On Dec. 2, 1942, an artificially created, self-sustaining nuclear chain reaction was demonstrated for the first time at the University of Chicago.
On this date:
In 1697, London’s St. Paul’s Cathedral, designed by Sir Christopher Wren, was consecrated for use even though the building was still under construction.
In 1804, Napoleon crowned himself Emperor of the French.
In 1859, militant abolitionist John Brown was hanged for his raid on Harpers Ferry the previous October. Artist Georges-Pierre Seurat was born in Paris.
In 1927, Ford Motor Co. unveiled its Model A automobile that replaced its Model T.
In 1939, New York Municipal Airport-LaGuardia Field (later LaGuardia Airport) went into operation as an airliner from Chicago landed at one minute past midnight.
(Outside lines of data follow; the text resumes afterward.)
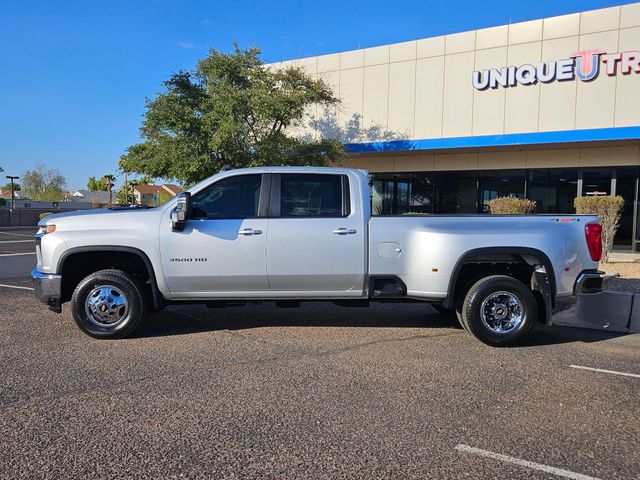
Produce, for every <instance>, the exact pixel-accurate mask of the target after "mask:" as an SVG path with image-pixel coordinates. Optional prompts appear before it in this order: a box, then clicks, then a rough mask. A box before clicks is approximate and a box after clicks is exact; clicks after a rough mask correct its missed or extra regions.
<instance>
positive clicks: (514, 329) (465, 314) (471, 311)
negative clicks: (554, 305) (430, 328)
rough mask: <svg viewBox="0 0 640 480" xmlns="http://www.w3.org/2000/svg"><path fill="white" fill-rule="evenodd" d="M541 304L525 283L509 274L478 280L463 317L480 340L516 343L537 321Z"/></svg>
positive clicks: (524, 334) (463, 303)
mask: <svg viewBox="0 0 640 480" xmlns="http://www.w3.org/2000/svg"><path fill="white" fill-rule="evenodd" d="M537 315H538V305H537V302H536V299H535V297H534V296H533V293H532V292H531V290H530V289H529V288H527V287H526V286H525V285H524V284H523V283H522V282H520V281H518V280H516V279H515V278H512V277H508V276H505V275H492V276H489V277H485V278H482V279H480V280H478V281H477V282H476V283H475V284H474V285H473V286H472V287H471V288H470V289H469V291H468V292H467V294H466V296H465V298H464V302H463V304H462V311H461V320H462V321H463V322H464V324H465V327H466V329H467V330H468V331H469V332H470V333H472V334H473V335H474V336H475V337H476V338H477V339H478V340H480V341H481V342H483V343H486V344H487V345H491V346H494V347H508V346H512V345H516V344H518V343H519V342H521V341H522V339H523V338H524V337H525V336H526V335H527V334H528V333H529V332H530V331H531V329H532V328H533V326H534V325H535V323H536V319H537Z"/></svg>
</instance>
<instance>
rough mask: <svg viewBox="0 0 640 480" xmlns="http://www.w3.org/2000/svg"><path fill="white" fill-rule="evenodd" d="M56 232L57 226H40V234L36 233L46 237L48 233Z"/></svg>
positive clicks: (38, 229) (38, 234) (39, 228)
mask: <svg viewBox="0 0 640 480" xmlns="http://www.w3.org/2000/svg"><path fill="white" fill-rule="evenodd" d="M55 231H56V226H55V225H52V224H49V225H39V226H38V233H36V235H46V234H47V233H53V232H55Z"/></svg>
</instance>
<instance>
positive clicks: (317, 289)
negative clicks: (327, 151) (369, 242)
mask: <svg viewBox="0 0 640 480" xmlns="http://www.w3.org/2000/svg"><path fill="white" fill-rule="evenodd" d="M354 192H355V194H354ZM359 195H360V193H359V190H358V189H357V183H356V181H355V179H351V178H349V176H348V175H344V174H316V173H309V174H307V173H291V174H289V173H283V174H274V175H273V176H272V183H271V201H270V211H269V226H268V238H267V277H268V280H269V288H270V290H271V291H272V292H273V293H275V294H276V295H279V294H280V293H282V296H286V294H287V292H295V294H296V295H298V296H310V297H313V296H338V297H344V296H361V295H362V294H363V290H364V272H365V231H364V220H363V218H362V212H361V211H359V209H357V208H356V205H357V202H355V201H354V200H355V199H357V198H359Z"/></svg>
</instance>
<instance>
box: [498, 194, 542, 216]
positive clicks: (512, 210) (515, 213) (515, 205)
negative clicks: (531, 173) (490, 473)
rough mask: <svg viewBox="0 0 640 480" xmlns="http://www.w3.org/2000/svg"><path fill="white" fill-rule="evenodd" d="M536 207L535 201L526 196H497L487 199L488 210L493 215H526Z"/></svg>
mask: <svg viewBox="0 0 640 480" xmlns="http://www.w3.org/2000/svg"><path fill="white" fill-rule="evenodd" d="M535 209H536V202H534V201H533V200H527V199H526V198H516V197H498V198H494V199H493V200H489V211H490V212H491V213H492V214H494V215H526V214H527V213H532V212H533V211H534V210H535Z"/></svg>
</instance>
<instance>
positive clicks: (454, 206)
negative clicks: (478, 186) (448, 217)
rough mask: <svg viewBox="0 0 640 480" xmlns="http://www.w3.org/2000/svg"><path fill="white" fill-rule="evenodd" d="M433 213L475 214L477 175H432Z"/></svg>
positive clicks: (477, 206) (442, 172) (449, 173)
mask: <svg viewBox="0 0 640 480" xmlns="http://www.w3.org/2000/svg"><path fill="white" fill-rule="evenodd" d="M434 182H435V188H434V192H435V193H434V212H435V213H477V212H478V174H477V173H476V172H441V173H440V172H439V173H436V174H435V175H434Z"/></svg>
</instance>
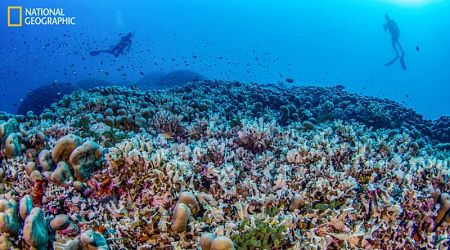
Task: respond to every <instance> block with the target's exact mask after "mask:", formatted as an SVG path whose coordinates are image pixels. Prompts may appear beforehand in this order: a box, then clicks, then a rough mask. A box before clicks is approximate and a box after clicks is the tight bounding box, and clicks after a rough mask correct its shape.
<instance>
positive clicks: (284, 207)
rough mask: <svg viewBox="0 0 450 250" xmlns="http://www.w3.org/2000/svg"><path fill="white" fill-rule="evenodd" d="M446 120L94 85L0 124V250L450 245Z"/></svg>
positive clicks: (227, 95) (269, 95) (360, 109)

In 1954, the U.S. Senate passed, 67-22, a resolution condemning Sen. Joseph R. McCarthy, R-Wis., saying he had “acted contrary to senatorial ethics and tended to bring the Senate into dishonor and disrepute.”
In 1957, the Shippingport Atomic Power Station in Pennsylvania, the first full-scale commercial nuclear facility in the U.S., began operations. (The reactor ceased operating in 1982.)
In 1967, Cardinal Francis Spellman died in New York at age 78.
In 1970, the newly created Environmental Protection Agency opened its doors under its first director, William D. Ruckelshaus.
In 1982, in the first operation of its kind, doctors at the University of Utah Medical Center implanted a permanent artificial heart in the chest of retired dentist Dr. Barney Clark, who lived 112 days with the device.
In 1997, the film drama “Good Will Hunting” starring Robin Williams, Matt Damon and Ben Affleck was released by Miramax Films.